Compulsory Guesthood, Social Cohesion, and the Politics of Hospitality in Turkey – Dr. Elif Babül  7.6.2022

Tuesday June 7, 2022 at 18.00

Language: English
In-person ONLY

Location: IFEA Nur-i Ziya Sk. No:10, 34433 Beyoğlu/İstanbul

Register here: https://forms.gle/kx39SYsCd7QXYf2K6

This talk explores hospitality as a key discursive framework for refugee management in Turkey by focusing on how the rhetoric of host-guest relations are operationalized at the official level to represent, interpret, and problematize the current state of affairs regarding the Syrian refugees, as well as to formulate policies for solving those problems. Host-guest metaphors are used to assert power and leverage both domestically and internationally by exerting sovereign control over a post-imperial nation-space, performing neo-imperial guardianship over the downtrodden (especially within the Muslim umma), and claiming an ethno-religious, civilizational morality that exceeds the legalistic logic of human rights and entitlements.

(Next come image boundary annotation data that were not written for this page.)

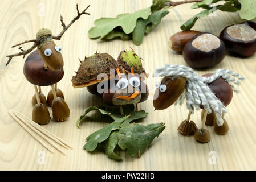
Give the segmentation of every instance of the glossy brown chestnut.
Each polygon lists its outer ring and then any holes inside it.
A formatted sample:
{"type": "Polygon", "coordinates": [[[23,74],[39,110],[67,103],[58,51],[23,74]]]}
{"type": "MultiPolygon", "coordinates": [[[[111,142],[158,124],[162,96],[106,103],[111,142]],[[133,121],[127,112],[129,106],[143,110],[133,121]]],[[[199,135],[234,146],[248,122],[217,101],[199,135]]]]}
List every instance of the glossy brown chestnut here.
{"type": "Polygon", "coordinates": [[[24,75],[31,84],[48,86],[58,82],[64,75],[64,71],[55,72],[50,68],[44,69],[44,62],[37,51],[30,53],[24,63],[24,75]]]}
{"type": "MultiPolygon", "coordinates": [[[[213,73],[208,73],[202,76],[207,77],[212,75],[213,73]]],[[[224,79],[220,77],[212,82],[208,84],[208,85],[225,107],[230,103],[233,97],[233,89],[224,79]]]]}
{"type": "Polygon", "coordinates": [[[210,133],[206,129],[200,129],[196,131],[194,138],[200,143],[207,143],[210,142],[210,133]]]}
{"type": "Polygon", "coordinates": [[[226,53],[221,39],[210,33],[202,33],[188,42],[182,55],[190,67],[203,68],[221,63],[226,53]]]}
{"type": "MultiPolygon", "coordinates": [[[[43,93],[41,92],[39,92],[39,94],[40,102],[43,105],[46,105],[47,104],[47,101],[46,100],[46,96],[43,93]]],[[[34,94],[33,97],[32,97],[31,102],[33,107],[37,104],[36,96],[35,94],[34,94]]]]}
{"type": "Polygon", "coordinates": [[[173,51],[182,52],[185,44],[194,36],[201,33],[202,32],[194,30],[178,32],[173,35],[169,39],[169,47],[173,51]]]}
{"type": "Polygon", "coordinates": [[[32,118],[34,122],[41,125],[48,123],[51,117],[47,107],[42,104],[36,104],[33,109],[32,118]]]}
{"type": "Polygon", "coordinates": [[[182,94],[186,86],[186,79],[184,77],[164,77],[161,84],[166,86],[164,92],[157,88],[154,94],[153,104],[156,110],[164,110],[170,106],[182,94]]]}
{"type": "Polygon", "coordinates": [[[63,122],[70,115],[68,105],[62,98],[57,97],[56,101],[53,100],[51,105],[52,117],[57,122],[63,122]]]}
{"type": "Polygon", "coordinates": [[[220,38],[227,50],[242,56],[250,56],[256,52],[256,23],[245,22],[225,28],[220,38]]]}
{"type": "MultiPolygon", "coordinates": [[[[65,100],[65,97],[64,97],[63,93],[62,91],[59,89],[57,89],[56,90],[55,90],[56,95],[58,97],[62,98],[63,100],[65,100]]],[[[54,99],[54,94],[52,93],[52,91],[50,90],[49,91],[49,93],[48,93],[47,96],[47,104],[50,107],[51,107],[51,104],[52,104],[52,101],[54,99]]]]}

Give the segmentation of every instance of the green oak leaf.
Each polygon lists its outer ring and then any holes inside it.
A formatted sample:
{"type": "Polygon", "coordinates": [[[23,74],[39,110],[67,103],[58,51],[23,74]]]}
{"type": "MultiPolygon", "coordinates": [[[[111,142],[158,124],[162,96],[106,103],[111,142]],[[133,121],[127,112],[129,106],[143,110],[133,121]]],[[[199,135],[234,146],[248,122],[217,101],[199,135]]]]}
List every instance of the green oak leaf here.
{"type": "Polygon", "coordinates": [[[157,11],[150,15],[147,19],[139,19],[132,32],[133,43],[136,45],[140,45],[142,42],[145,33],[149,32],[148,28],[147,30],[147,26],[150,23],[151,24],[149,27],[150,28],[151,28],[152,25],[156,27],[161,22],[161,19],[169,13],[169,11],[167,10],[157,11]]]}
{"type": "Polygon", "coordinates": [[[124,120],[127,119],[129,116],[124,117],[118,119],[108,126],[93,133],[90,135],[86,140],[88,142],[84,146],[84,148],[89,151],[93,151],[97,147],[98,143],[105,141],[109,136],[112,131],[119,129],[119,125],[121,124],[124,120]]]}
{"type": "Polygon", "coordinates": [[[164,130],[164,125],[159,123],[142,126],[135,123],[133,126],[121,128],[118,145],[122,150],[127,149],[129,155],[137,154],[140,156],[154,138],[164,130]]]}
{"type": "Polygon", "coordinates": [[[152,5],[151,7],[151,12],[158,11],[165,7],[165,4],[168,0],[153,0],[152,5]]]}
{"type": "MultiPolygon", "coordinates": [[[[123,109],[124,110],[124,112],[125,115],[129,115],[130,114],[129,113],[134,111],[134,105],[128,104],[123,106],[123,109]]],[[[105,106],[99,106],[97,107],[92,106],[88,107],[84,111],[84,114],[83,114],[76,121],[76,126],[78,128],[79,128],[81,122],[84,121],[86,114],[93,110],[98,110],[102,114],[108,115],[113,120],[117,120],[123,117],[123,115],[120,114],[119,109],[117,109],[116,107],[113,107],[111,109],[108,109],[105,106]]]]}
{"type": "Polygon", "coordinates": [[[256,1],[238,0],[241,4],[239,12],[240,17],[247,20],[251,20],[256,17],[256,1]]]}
{"type": "Polygon", "coordinates": [[[120,130],[113,131],[109,137],[103,143],[103,147],[108,158],[117,160],[122,159],[115,153],[115,148],[119,141],[120,130]]]}
{"type": "Polygon", "coordinates": [[[148,18],[151,13],[150,7],[138,10],[132,14],[122,14],[116,18],[101,18],[94,22],[96,27],[89,30],[89,38],[97,38],[101,40],[117,27],[121,27],[124,33],[129,34],[134,30],[137,19],[142,18],[148,18]]]}

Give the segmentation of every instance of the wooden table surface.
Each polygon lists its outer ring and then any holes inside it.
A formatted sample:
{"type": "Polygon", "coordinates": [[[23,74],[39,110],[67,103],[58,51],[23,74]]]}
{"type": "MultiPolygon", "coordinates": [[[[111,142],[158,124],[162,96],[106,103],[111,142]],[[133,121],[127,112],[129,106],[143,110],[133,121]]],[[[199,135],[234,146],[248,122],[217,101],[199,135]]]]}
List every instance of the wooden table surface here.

Elif Babül received her PhD from Stanford University in 2012. A political and legal anthropologist, Babül’s primary specialization is in national and transnational bureaucracies and the politics of human rights in Turkey. Her work has appeared in the American Ethnologist, PoLAR, Social Anthropology, and New Perspectives on Turkey. Her book Bureaucratic Intimacies: Translating Human Rights in Turkey, published in 2017 by Stanford University Press, won the 2018 William A. Douglass Prize for the best book in Europeanist Anthropology; and received an honorable mention in the 2019 AAA Middle East Section biennial book award competition. She is based in Istanbul during Spring 2022 as an ARIT/NEH Fellow to conduct research on the politics of hospitality in Turkey.